Pro Forma Financial Information
The unaudited pro forma information for the periods set forth below gives effect to the 2021 and 2020 acquisitions as if they had occurred as of January 1, 2020. The pro forma information is presented for informational purposes only and is not necessarily indicative of the results of operations that actually would have been achieved had the acquisitions been consummated as of that time ($ in millions, except per share amounts):
 Three-Month Period EndedNine-Month Period Ended
 October 1, 2021October 2, 2020October 1, 2021October 2, 2020
Sales$7,280 $5,992 $21,546 $16,605 
Net earnings from continuing operations1,159 960 4,483 1,890 
Diluted net earnings per common share from continuing operations (a)
1.54 1.27 6.00 2.50 
(a) Diluted net earnings per common share from continuing operations is calculated by adding the interest accrued on the Company’s LYONs to net earnings from continuing operations and deducting the MCPS dividends from net earnings from continuing operations for the anti-dilutive MCPS shares (refer to Note 15 for additional information).

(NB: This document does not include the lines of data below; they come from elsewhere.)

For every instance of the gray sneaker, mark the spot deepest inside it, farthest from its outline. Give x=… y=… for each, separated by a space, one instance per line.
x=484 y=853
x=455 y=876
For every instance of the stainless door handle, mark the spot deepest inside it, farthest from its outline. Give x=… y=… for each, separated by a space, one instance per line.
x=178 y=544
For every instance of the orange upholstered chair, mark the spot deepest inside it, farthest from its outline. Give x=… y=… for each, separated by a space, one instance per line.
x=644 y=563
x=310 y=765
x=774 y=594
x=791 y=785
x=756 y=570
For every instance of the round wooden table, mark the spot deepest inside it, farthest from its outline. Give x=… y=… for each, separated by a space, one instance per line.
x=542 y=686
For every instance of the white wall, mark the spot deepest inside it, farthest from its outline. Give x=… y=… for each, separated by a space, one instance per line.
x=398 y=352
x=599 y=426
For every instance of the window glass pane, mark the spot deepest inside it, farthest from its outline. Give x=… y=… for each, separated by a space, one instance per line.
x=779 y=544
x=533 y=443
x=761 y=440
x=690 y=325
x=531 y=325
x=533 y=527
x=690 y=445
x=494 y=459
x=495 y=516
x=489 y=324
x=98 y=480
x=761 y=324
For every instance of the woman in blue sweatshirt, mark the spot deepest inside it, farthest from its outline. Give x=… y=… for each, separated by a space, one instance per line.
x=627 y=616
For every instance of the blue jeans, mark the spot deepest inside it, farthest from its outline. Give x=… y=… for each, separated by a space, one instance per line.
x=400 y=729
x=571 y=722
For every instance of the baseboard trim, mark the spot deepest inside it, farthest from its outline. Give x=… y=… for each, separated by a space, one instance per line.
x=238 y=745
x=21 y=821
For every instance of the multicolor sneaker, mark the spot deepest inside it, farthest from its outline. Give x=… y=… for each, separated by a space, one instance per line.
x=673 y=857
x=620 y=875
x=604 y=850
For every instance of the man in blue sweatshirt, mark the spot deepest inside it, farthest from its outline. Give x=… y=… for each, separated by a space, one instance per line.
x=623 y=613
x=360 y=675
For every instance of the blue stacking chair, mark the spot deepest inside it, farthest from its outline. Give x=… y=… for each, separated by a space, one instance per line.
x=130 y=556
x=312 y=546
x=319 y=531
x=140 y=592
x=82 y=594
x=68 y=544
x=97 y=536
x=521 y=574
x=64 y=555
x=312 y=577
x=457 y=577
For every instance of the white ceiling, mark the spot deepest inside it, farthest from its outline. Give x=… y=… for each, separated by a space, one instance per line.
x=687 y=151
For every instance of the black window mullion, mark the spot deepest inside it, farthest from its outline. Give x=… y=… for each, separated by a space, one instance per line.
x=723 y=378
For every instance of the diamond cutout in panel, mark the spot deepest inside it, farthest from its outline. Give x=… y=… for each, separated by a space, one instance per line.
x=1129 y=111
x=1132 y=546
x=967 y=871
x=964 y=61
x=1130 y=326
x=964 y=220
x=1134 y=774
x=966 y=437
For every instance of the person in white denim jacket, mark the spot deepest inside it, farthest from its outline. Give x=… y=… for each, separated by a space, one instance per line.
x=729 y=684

The 2021 unaudited pro forma net earnings set forth above were adjusted to exclude the pretax impact of $17 million of non-recurring acquisition date fair value adjustments to inventory and the 2020 unaudited pro forma net earnings were adjusted to include the impact of the inventory fair value adjustment related to the Aldevron Acquisition. In addition, acquisition-related transaction costs of $28 million related to the Aldevron Acquisition in the three and nine-month periods ended October 1, 2021 were excluded from pro forma net earnings.
The 2021 unaudited pro forma sales and net earnings set forth above were adjusted to exclude the pretax impact of $46 million of non-recurring acquisition date fair value adjustments to inventory and deferred revenue related to the Cytiva Acquisition in the nine-month period ended October 1, 2021. The 2020 unaudited pro forma sales and net earnings were adjusted to include the impact of these items.

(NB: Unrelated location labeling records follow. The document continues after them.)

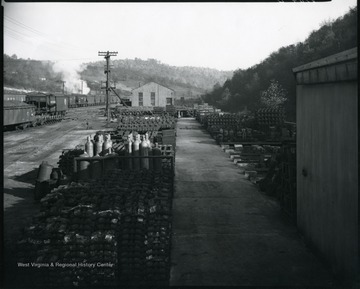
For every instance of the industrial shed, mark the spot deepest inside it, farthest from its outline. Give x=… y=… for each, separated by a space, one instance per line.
x=152 y=94
x=327 y=159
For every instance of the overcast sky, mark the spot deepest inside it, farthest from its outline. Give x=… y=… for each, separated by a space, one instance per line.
x=225 y=36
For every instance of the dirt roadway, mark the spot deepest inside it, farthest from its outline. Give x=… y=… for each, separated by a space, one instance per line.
x=23 y=153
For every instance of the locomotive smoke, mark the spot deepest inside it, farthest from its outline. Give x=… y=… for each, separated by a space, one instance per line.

In addition, acquisition-related transaction costs of $59 million for the nine-month period ended October 2, 2020, associated with the Cytiva Acquisition were excluded from pro forma net earnings. The pretax gain of $455 million ($305 million after-tax) for the nine-month period ended October 2, 2020 related to the divestiture of certain product lines that was required as a condition to obtaining certain regulatory approvals for the closing of the Cytiva Acquisition was excluded from the 2020 pro forma net earnings.